Although Down's syndrome is very common, we don't understand the reason that the extra chromosome 21 causes so many problems.
It affects around 1 child in 700. Advanced maternal age is important risk factor. May be 1 in 25 live births to mothers over 45 have Down's synrome. In only 20% of cases is the extra chromosome of paternal origin.
Pediatricians look for several signs. Don't expect to see them all:

1.
flattened face
2.
open mouth, big tongue.
3.
slanting palpebral fissures and epicanthic folds ("mongolism")
4.
mental retardation
5.
lack of muscle tone at birth ("floppy baby")
6.
low-set ears
7.
single palmar crease ("simian crease")
8.
heart defects (40%, notably endocardial cushion defects)
9.
conductive hearing loss
10.
bad respiratory infections
11.
various leukemias .
Klinefelter's syndrome
This occurs when a man has more than one X chromosome (i.e.,
47,XXY, 48,XXXY, etc.). 1 man in about 850 person is affected. The etiology is unknown, but advanced maternal age contributes.
At puberty, the typical features generally appear. They include small testes, long arms and legs, often smallish penis. Klinefelter patients generally are not very hairy, and rarely go bald.
Because the Leydig cells do not function well, serum gonadotropins are high, Leydig cells are hyperplastic, plasma testosterone is low, and estrogens are high, with about half getting gynecomastia. The seminiferous tubules are always underdeveloped to some degree.

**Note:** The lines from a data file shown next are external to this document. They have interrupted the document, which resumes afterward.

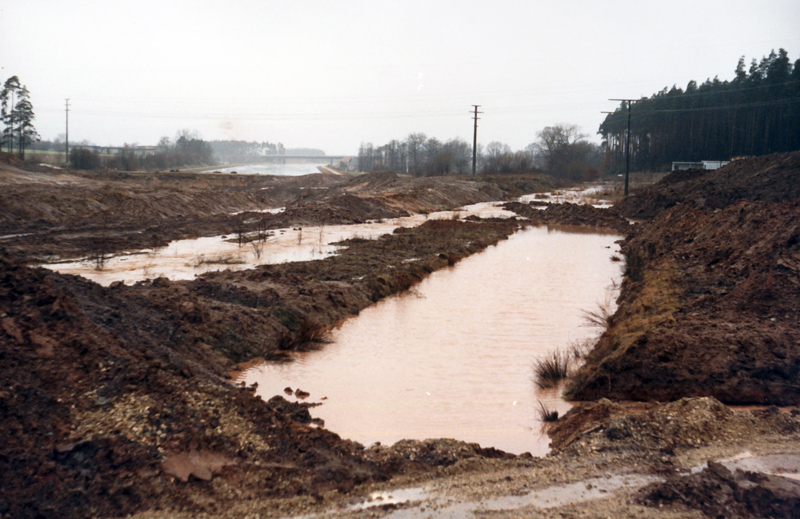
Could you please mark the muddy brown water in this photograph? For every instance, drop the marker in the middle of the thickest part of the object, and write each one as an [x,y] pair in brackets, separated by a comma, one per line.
[453,357]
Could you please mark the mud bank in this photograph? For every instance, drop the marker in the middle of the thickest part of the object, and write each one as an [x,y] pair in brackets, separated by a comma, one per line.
[115,401]
[114,398]
[711,297]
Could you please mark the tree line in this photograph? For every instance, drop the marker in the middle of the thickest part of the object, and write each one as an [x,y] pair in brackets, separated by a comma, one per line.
[186,149]
[16,114]
[755,113]
[560,150]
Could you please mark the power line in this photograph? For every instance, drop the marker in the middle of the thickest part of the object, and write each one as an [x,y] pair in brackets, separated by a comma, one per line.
[67,138]
[475,138]
[627,143]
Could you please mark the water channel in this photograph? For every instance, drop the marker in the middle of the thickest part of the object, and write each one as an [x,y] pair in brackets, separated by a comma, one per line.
[290,169]
[452,358]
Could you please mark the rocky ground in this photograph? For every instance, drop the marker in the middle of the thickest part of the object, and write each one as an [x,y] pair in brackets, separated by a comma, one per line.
[116,401]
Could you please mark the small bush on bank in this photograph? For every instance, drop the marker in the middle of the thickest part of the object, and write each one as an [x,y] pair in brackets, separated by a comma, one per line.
[551,369]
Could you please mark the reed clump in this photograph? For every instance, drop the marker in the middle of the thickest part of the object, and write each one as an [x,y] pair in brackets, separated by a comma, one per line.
[545,414]
[551,369]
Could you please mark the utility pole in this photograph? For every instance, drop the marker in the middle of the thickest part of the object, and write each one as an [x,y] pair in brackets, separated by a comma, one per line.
[475,138]
[627,143]
[67,149]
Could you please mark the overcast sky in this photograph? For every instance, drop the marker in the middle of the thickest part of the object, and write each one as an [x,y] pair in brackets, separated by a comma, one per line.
[333,74]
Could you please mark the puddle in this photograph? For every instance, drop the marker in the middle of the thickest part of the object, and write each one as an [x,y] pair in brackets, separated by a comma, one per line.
[453,357]
[592,195]
[187,259]
[425,502]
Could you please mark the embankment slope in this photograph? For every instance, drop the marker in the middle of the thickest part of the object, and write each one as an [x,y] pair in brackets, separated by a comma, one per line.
[710,303]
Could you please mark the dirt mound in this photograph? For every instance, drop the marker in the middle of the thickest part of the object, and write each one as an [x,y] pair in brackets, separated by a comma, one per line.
[709,306]
[718,492]
[571,214]
[771,178]
[658,429]
[115,399]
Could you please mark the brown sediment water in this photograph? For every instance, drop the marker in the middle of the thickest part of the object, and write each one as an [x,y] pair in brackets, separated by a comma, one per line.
[186,259]
[453,357]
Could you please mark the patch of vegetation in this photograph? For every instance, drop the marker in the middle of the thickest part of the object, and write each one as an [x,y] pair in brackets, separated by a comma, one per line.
[545,414]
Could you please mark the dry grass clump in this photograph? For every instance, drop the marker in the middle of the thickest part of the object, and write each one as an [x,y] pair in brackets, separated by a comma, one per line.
[550,370]
[545,414]
[602,316]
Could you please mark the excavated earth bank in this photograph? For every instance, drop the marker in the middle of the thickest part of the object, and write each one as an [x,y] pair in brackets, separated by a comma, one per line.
[710,302]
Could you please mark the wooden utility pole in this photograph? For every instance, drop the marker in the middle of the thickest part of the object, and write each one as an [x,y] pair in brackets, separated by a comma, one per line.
[67,148]
[475,138]
[627,143]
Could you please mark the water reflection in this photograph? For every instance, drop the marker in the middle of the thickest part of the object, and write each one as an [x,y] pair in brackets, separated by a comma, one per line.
[453,357]
[187,259]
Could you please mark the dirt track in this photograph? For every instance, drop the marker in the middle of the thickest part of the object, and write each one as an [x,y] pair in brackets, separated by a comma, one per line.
[115,400]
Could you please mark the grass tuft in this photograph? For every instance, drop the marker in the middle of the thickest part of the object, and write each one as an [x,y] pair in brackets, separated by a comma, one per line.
[545,414]
[551,369]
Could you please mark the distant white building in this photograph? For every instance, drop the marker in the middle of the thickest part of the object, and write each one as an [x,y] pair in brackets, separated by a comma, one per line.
[704,164]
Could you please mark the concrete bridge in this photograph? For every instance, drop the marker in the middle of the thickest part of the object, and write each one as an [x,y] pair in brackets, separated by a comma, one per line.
[330,159]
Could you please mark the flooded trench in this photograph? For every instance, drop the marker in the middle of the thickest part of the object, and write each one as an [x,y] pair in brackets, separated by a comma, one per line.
[453,357]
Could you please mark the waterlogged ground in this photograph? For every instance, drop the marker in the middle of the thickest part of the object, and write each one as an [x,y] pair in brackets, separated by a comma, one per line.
[453,357]
[186,259]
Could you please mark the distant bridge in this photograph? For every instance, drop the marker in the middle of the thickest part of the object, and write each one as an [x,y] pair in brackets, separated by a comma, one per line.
[330,159]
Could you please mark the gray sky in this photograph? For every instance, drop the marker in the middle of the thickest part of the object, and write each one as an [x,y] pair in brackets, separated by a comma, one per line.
[333,74]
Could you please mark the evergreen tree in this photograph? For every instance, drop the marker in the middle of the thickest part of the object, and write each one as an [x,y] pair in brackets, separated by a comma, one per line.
[755,113]
[16,112]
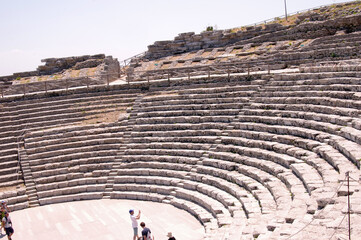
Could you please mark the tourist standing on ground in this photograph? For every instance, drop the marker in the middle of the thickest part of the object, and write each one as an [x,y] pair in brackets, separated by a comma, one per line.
[134,220]
[170,236]
[8,225]
[2,215]
[146,233]
[5,206]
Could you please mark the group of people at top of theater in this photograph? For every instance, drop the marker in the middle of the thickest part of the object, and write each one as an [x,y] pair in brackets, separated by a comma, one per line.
[146,233]
[6,223]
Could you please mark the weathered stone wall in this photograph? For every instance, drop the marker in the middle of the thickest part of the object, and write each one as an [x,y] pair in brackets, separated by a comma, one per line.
[187,42]
[109,70]
[54,65]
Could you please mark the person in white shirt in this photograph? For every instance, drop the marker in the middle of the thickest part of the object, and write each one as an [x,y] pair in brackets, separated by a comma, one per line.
[6,221]
[134,220]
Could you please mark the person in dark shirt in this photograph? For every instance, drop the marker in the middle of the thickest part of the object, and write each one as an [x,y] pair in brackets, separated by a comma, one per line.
[170,236]
[146,233]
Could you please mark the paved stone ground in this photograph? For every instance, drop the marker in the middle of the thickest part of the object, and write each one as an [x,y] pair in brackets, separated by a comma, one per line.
[102,219]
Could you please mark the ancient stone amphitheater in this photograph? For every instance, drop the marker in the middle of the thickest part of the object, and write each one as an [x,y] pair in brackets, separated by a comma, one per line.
[258,148]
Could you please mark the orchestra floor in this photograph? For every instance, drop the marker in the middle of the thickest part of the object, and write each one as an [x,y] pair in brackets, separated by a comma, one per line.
[102,219]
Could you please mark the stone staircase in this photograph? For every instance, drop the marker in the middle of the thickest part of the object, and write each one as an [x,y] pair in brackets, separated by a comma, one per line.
[28,178]
[125,140]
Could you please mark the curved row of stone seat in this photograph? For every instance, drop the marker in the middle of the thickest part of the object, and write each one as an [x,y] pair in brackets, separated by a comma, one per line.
[147,129]
[176,187]
[48,112]
[335,124]
[73,162]
[333,157]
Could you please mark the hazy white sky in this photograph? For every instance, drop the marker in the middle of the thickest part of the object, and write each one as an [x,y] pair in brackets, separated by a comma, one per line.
[31,30]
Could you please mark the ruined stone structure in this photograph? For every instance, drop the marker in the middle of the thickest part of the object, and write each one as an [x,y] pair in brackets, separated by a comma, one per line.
[60,72]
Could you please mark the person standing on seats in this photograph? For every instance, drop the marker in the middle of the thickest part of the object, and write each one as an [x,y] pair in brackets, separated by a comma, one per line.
[134,220]
[6,221]
[146,233]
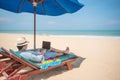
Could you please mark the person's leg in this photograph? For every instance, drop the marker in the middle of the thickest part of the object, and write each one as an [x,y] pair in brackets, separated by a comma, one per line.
[60,51]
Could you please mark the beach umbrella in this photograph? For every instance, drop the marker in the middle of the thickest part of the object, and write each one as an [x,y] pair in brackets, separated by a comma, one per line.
[41,7]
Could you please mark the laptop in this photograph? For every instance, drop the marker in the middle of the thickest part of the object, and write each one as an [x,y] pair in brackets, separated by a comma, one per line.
[46,45]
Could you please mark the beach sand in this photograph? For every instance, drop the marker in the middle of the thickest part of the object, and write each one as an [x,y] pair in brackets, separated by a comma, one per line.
[99,56]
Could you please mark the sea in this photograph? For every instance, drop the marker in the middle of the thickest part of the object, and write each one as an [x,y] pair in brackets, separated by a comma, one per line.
[113,33]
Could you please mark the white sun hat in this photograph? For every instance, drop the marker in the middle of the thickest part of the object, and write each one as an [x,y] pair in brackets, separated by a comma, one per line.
[22,41]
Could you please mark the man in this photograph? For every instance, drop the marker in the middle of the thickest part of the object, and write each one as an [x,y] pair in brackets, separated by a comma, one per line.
[37,55]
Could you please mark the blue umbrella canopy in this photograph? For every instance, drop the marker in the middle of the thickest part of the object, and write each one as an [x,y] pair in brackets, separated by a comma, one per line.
[41,7]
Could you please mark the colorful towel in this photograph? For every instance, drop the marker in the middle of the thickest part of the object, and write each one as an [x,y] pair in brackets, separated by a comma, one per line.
[50,62]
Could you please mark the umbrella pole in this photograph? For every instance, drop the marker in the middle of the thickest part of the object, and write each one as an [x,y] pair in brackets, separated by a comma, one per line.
[34,27]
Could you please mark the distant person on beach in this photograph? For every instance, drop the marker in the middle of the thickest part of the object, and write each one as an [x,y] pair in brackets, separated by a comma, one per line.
[38,55]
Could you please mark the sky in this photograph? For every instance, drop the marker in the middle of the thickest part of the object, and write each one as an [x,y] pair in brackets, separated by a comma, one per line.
[96,14]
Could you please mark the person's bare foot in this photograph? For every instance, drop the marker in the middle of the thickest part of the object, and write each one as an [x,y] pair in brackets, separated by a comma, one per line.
[67,50]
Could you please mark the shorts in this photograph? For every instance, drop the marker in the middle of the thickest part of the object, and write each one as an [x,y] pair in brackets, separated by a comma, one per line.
[50,54]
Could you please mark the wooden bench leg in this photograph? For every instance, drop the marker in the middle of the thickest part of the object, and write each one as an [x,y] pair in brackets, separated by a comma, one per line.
[69,65]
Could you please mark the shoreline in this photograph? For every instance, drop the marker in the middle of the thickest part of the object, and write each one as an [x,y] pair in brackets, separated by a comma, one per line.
[82,36]
[101,55]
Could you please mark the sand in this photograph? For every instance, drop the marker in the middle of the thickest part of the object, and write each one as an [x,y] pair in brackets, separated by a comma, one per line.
[99,56]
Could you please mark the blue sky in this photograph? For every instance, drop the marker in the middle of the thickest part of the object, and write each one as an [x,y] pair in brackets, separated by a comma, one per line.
[96,14]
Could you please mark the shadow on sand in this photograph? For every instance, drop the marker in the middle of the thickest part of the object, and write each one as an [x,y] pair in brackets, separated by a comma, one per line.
[57,71]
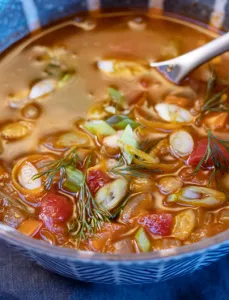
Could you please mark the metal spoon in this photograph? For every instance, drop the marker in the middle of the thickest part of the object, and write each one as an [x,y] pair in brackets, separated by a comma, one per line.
[177,68]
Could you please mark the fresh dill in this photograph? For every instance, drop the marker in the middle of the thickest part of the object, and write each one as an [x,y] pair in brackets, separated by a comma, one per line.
[214,102]
[216,151]
[90,215]
[55,167]
[131,171]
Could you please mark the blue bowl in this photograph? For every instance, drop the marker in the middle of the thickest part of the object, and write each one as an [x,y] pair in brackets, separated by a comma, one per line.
[17,20]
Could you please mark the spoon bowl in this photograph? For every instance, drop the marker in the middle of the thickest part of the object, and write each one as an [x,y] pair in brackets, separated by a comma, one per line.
[178,68]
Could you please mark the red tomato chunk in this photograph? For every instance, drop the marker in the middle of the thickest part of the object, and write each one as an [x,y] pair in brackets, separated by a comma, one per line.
[97,179]
[200,150]
[157,224]
[55,209]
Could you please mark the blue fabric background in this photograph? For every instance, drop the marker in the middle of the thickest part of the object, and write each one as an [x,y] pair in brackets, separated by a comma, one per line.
[21,279]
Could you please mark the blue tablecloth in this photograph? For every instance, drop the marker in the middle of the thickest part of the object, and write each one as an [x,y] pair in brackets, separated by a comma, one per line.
[21,279]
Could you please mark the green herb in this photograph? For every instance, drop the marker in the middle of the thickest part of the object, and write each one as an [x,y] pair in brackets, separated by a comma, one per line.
[213,101]
[90,215]
[99,127]
[17,202]
[216,149]
[128,138]
[74,179]
[120,122]
[58,166]
[132,171]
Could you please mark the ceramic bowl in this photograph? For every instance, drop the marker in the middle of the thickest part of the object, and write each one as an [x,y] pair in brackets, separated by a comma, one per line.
[17,20]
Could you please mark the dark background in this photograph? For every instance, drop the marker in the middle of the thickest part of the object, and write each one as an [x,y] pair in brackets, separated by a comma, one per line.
[21,279]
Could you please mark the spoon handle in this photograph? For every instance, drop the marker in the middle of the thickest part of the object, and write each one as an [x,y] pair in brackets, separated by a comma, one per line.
[184,64]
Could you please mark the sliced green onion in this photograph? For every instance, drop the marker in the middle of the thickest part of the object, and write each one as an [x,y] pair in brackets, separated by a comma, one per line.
[128,138]
[99,127]
[142,240]
[75,179]
[120,122]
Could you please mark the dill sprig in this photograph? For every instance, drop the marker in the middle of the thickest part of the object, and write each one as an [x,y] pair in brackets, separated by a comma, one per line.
[55,167]
[90,215]
[213,102]
[131,171]
[216,149]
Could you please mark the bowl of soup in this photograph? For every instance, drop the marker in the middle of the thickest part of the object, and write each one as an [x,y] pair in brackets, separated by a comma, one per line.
[109,172]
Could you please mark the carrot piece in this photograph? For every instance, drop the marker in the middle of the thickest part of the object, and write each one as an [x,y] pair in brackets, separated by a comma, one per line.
[30,227]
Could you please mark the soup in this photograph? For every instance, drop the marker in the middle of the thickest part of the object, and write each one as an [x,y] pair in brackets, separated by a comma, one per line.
[99,152]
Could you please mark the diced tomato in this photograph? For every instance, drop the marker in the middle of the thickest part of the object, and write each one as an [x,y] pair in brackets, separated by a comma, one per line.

In any case, almost all of these men are sterile, and Klinefelter's syndrome is a consideration whenever a couple is having difficulty having a child.
Turner's syndrome
This is the result of monosomy for the short arm of the X chromosome. About 1 out of every 2000 women are affected. Of these, around half are XO, and the remainder either have an isochromosome of the long arm of X, or have partial deletion of the short arm of X.
The major problem is failure of feminization at adolescence.
Patients have "webbed neck", "shield-shaped chest", and "cubitus valgus" (elbows turned out). However, most patients are not diagnosed until the teens (if then).
They fail to menstruate (i.e. "primary amenorrhea" -- Turner's is the most common identifiable cause) or develop secondary sex characteristics.
Rarely, lymph channels fail to form properly, and lymphedema of the hands and feet makes the diagnosis apparent at birth. Or an alert clinician notes the "webbed neck" or "shield-shaped chest" of the patient.